BrandonHabes’s review published on Letterboxd:
Starts off like you’re watching a classic indie template—quirky tone, cutesy weirdness, oddball characters, etc. It then unexpectedly shifts into a supernatural exploration of mental illness, blending horror and science fiction into the stuff of prophecy and nightmare. I’m still on the fence regarding the film’s treatment of mental illness (a serious subject that’s handled here with a very tricky, ambitious, at times uncomfortable tone).
It’s not that the film’s perspective is necessarily disrespectful. It’s that we’re occupying the psychological fragility of a woman whose descent into madness doesn’t feel right to laugh at. I’m torn though, because we’re not experiencing this disability from an outsiders perspective, which would make laughing egregious, but from Sarah’s perspective, whose sweet yet quirky personality has already won us over long before mental decay even enters the picture.
Take, for example, how we’re introduced to Sarah. We immediately sense something is off about her and we’re made to feel bad for her. She’s too sweet and lovable and awkward to be laughed at, so we’re usually laughing with her to pledge our own insecurities against. The story then morphs into dark, scary places, with paranoid, schizophrenic delusions threatening the semi-normative vision we have of Sarah, and it’s at this point where we’re really made to feel bad for her.
We move from Sarah-as-weirdly-endearing to Sarah-as-mentally-unhinged, but the thing I can’t shake is we’re usually always laughing, a giggle here, a giggle there, and it’s not always clear why (at least with the audience I was with). Laughter is a coping mechanism, sometimes subversive, sometimes innocent, and sometimes ambiguous. HORSE GIRL is like a mixture of all three impulses.
I was trying to imagine what someone with mental illness might think of this, and it’s that tonal tap dance between empathy and comedy that always feels dangerously lodged between “laughing with” versus “laughing at.”
What’s the difference? Mental illness seems hardly the kind of thing to be used as a wacky narrative device played for laughs. On the other hand, the film’s subjective point of view is deeply wedded to Sarah’s terrorizing mental state, so much that it’s working overtime to make even the audience confused between the real and the unreal. And to that effect, we’re forced to examine our own sanity and odd habits that go against the social grain, placing us directly into Sarah’s headspace even when we’re coping with a chuckle.

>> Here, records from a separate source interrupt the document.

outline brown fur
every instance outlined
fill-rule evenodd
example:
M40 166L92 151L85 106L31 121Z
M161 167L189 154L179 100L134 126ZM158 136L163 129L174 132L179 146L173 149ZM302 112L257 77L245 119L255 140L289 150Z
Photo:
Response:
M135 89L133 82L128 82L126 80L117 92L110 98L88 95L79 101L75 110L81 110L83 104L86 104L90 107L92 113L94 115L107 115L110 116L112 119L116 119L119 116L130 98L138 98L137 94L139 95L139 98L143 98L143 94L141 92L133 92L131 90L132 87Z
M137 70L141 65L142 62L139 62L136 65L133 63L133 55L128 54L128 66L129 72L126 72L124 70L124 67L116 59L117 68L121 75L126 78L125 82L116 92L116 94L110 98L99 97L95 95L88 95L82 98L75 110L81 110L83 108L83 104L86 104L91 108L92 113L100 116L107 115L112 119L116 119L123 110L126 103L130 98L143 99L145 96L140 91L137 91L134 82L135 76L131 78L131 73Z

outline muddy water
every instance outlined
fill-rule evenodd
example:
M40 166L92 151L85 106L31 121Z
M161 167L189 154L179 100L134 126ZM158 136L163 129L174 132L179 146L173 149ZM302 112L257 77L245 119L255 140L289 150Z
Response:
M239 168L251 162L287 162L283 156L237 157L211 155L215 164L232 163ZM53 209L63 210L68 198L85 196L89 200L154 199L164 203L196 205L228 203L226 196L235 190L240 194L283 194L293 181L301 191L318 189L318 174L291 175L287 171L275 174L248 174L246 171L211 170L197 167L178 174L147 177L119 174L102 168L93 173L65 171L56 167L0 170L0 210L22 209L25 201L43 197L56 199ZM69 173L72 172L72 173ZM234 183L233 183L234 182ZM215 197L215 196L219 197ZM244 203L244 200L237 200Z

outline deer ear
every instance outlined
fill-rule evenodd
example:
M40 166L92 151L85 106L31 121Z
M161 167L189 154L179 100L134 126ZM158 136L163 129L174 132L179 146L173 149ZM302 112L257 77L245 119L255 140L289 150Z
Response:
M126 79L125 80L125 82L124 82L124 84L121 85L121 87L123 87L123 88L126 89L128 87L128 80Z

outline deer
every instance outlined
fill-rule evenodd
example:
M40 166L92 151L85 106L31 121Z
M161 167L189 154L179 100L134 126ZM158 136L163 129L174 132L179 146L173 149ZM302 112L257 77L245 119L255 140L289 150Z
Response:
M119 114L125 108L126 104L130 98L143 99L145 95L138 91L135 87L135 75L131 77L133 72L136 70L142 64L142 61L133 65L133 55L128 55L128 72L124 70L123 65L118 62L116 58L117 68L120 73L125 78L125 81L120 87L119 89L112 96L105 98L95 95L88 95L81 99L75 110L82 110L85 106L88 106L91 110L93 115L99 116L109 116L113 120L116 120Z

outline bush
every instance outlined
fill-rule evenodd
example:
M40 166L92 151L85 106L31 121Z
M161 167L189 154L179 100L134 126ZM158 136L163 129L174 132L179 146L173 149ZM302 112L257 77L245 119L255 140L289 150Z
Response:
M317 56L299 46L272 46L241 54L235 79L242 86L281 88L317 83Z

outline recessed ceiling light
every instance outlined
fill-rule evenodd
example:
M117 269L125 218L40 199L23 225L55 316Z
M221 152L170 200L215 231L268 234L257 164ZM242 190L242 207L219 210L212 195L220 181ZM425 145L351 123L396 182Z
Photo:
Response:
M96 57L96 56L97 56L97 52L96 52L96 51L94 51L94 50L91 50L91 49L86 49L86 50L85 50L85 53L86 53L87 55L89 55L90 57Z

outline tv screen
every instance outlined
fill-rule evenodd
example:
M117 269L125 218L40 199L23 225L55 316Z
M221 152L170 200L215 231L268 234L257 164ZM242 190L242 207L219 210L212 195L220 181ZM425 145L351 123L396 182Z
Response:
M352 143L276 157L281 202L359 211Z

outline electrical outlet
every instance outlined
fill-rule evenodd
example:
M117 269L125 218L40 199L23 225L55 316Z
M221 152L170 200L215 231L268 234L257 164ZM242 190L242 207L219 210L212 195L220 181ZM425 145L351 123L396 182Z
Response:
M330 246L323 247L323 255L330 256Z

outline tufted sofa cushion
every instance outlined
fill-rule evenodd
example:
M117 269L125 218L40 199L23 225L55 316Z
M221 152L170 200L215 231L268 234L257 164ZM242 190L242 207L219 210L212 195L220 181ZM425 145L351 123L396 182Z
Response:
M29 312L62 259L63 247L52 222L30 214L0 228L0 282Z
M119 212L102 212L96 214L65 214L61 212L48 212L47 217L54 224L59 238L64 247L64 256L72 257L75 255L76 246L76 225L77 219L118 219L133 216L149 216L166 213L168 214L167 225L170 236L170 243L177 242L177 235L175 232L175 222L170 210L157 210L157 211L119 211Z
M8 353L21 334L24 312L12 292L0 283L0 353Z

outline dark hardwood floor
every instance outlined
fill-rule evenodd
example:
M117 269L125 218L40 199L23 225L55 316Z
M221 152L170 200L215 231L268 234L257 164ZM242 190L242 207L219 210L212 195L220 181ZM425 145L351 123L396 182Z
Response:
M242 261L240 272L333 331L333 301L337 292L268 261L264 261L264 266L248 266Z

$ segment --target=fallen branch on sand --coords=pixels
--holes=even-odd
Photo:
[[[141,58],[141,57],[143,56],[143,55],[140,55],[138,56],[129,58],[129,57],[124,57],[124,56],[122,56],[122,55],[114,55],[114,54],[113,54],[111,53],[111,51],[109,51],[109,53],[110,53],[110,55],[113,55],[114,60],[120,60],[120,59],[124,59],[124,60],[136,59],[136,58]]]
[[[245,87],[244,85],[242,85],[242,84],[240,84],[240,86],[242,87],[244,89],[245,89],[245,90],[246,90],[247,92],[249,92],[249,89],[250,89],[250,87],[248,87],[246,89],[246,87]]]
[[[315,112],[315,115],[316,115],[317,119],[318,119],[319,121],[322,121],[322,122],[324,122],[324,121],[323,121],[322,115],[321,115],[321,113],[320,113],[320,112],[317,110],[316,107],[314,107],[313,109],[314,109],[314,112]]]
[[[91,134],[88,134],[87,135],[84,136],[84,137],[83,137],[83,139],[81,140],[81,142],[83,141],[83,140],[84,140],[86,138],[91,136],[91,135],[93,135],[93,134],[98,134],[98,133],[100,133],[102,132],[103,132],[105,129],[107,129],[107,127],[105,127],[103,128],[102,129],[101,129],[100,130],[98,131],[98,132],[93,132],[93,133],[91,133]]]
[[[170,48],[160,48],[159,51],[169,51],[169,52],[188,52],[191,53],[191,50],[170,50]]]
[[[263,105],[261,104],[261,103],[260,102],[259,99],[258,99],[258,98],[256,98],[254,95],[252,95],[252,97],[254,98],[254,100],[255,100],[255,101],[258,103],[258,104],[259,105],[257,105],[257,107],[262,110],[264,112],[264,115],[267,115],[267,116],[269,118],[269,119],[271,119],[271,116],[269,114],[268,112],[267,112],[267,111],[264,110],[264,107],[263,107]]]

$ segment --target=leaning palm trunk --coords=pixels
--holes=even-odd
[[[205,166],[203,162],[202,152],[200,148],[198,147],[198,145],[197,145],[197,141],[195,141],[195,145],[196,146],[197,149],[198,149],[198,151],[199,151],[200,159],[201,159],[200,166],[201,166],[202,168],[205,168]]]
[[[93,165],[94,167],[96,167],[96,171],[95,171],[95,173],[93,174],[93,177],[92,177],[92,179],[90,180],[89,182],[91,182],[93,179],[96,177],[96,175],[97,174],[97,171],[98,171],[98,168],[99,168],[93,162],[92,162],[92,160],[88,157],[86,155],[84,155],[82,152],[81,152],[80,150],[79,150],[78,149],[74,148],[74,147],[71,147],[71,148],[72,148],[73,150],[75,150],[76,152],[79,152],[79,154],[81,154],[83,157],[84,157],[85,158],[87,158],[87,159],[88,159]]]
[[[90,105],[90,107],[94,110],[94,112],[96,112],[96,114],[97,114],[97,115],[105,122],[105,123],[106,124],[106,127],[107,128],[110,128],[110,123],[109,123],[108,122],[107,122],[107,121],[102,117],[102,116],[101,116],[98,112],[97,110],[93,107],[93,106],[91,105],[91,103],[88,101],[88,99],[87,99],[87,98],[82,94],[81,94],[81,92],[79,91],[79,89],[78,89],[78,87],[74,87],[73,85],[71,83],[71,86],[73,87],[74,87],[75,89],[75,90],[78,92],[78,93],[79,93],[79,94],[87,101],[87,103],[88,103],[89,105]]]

Maybe Sarah’s delusions are reality after all? Maybe we, the “normalized” viewers, are the ones who are really insane? In a climax that reminded me a lot of the climax in SAFETY NOT GUARANTEED, we’re given a very empathetic vision of what it might be like to be Sarah. It’s beautiful as it is expressionistic, invasive as it is disturbing.
I’m gonna need to sit on this one a little longer, but it’s definitely one of the more strangely ambitious takes I’ve seen on the topic.